I was tired, cold, sick and overall worn out. It’s the typical hormonal nightmare I go through every month for numerous days. I stopped taking the oregano oil for the week of my period, thinking that I should probably take a break after taking it so regularly; a “holiday” as those in the pharmaceutical world name it.
Well, the end of that holiday left me in agony. The nausea was more than I could bear and I had already overdosed myself on Zofran for my body mass, and it wasn’t doing its job.
I didn’t get the laundry folded and put away. Simple enough, that was the start of my cascade failure into hopelessness and tears. The laundry basket was still filled with folded towels from 2 days ago with clothing piled on top from the day before and two loads waiting downstairs.
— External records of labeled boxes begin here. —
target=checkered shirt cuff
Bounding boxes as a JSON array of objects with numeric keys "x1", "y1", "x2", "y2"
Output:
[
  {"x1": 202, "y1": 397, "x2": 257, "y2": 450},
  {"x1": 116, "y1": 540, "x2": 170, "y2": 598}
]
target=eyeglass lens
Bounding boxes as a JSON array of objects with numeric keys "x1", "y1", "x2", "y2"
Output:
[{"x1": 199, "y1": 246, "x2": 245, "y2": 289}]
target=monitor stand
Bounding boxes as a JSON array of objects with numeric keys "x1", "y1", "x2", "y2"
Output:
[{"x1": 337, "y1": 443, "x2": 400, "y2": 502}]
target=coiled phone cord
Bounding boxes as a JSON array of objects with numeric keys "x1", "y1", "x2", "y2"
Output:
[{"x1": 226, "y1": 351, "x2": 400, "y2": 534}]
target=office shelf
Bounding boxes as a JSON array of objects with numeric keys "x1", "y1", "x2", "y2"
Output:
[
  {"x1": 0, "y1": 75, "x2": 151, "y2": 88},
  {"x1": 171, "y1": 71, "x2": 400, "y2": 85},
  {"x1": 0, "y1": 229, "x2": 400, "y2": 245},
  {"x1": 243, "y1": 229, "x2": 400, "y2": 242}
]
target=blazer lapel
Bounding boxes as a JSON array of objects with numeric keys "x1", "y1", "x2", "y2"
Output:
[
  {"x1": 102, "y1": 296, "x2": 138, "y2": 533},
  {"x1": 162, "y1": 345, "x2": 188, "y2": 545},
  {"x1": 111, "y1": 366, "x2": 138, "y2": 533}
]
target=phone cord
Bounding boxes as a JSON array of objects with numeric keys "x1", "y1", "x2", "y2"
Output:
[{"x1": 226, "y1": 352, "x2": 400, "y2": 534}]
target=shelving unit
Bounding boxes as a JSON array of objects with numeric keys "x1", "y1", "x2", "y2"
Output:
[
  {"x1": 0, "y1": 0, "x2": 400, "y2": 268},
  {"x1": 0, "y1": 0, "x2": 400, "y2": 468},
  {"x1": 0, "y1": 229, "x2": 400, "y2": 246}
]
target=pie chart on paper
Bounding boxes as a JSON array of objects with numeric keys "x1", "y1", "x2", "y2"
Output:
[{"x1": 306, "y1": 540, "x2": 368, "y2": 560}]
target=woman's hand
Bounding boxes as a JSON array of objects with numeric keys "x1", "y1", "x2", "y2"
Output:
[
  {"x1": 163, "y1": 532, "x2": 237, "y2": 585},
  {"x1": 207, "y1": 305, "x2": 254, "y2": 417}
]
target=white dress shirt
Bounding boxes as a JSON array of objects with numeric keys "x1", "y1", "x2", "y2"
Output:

Our closet was barren of towels and my daughter had to dig in the pile of clothes to get to a folded washcloth.
My daughter’s clean clothes were strewn around her room. Only a few lucky shirts got half way hung up.
School, gosh, school…the past days have been a blur and I think we only did math one day and she did maps while I attempted to make the blandest, quickest dinner ever. I thank God she loves to read.
The butter was on the counter for cookies that I wanted to make for my father, and it’s still there as I write this.
I couldn’t even clean up the kitchen after dinner, bending over did not go well after forcing food down. My husband is wonderful in the ways he picks up where I leave off on those bad days.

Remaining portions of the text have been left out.